I then began swinging the camera around like a wild cowboy with a lariat, all the while motioning for the scum wanting my gear to "come and get it." Well, the body of my camera smacked the hand of the first person to try and after that, they lost interest and headed off to find another victim. Relieved, I walked over a bench that Julius Caesar, or even Brutus, might have sat on, sat down, lit a cigarette and took a deep breath.

While sitting there thinking, I realized things could have been worse. The original attack on my camera was with a knife of some type where the person attempted to cut the strap and make off with the camera. I figured that out after seeing my strap cut halfway through. I knew then I either needed a stronger strap, or a new way to carry my camera. I opted for a stronger strap (a leather one with reinforced wires inside) and always kept one hand on the strap or the camera.

A couple of years later, I got an Olympus OM-2 system with a motor drive...and I found a new way of carrying my camera. Loop the strap around my wrist, hold the body of the camera by the grip allowed with the motor drive and bingo...I was happy. I know I am not the first person to do that, but for me, it is the best way to carrying an imaging rig.

This evening, I did get out and did a little shooting. I shot Comet McNaught. Even in the twilight of dusk, the comet stood out...when I finally looked in the right direction. I was looking more to the southwest when in reality, the comet was almost due west of me. Check the photo of it here.

Saturday, January 6, 2007

Captions Complete

I have finally finished captioning all the images I had uploaded to my Flickr photostream. It was fun doing it, although it took me a while to complete it. Some of the critters I was trying to identify, took me several days to nail down what I believed them to be.

For the most part, I think I got most identifications correct. If I didn't, I am most likely in the ballpark. Some of the bugs I could only get as close as family, but if and when I got a more definitive ID, I'll post it.

I have also uploaded a couple of new images. From now on, as I upload, I caption and I will caption with the same format I have used for previous images.

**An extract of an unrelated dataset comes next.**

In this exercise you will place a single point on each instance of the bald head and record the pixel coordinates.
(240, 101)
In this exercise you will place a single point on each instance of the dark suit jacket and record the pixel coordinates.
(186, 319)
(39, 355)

If you want to know what that format is, then go look at my photostream. 8v) I still have 50 or so images shot with my Canon to upload and caption...and of course, I'll be out and about in the future capturing more images to upload. However, when I finish with the current crop, I'll work on images captured with my previous gear. I am still debating about my Mavica FD91 images, since those shots were done with a low resolution camera, but I might be able to save something from some of them, and if I do...up it will go.

My Minolta images though, are pretty good and worthy of the world to see. But I don't have all that many shot with the 7i, that fall into the categories I use at Flickr. What that means is I expect I will be finished with all my past images soon after finishing all my Canon images.

I have decided to upgrade my Canon glass though. I'm still debating on which way I want to go, but I do have a direction I am more or less leaning towards. I won't say which lens it is, as I may end up going a different direction. But, rest assured, if you're interested, I will post info on it here when I get the lens and try it out.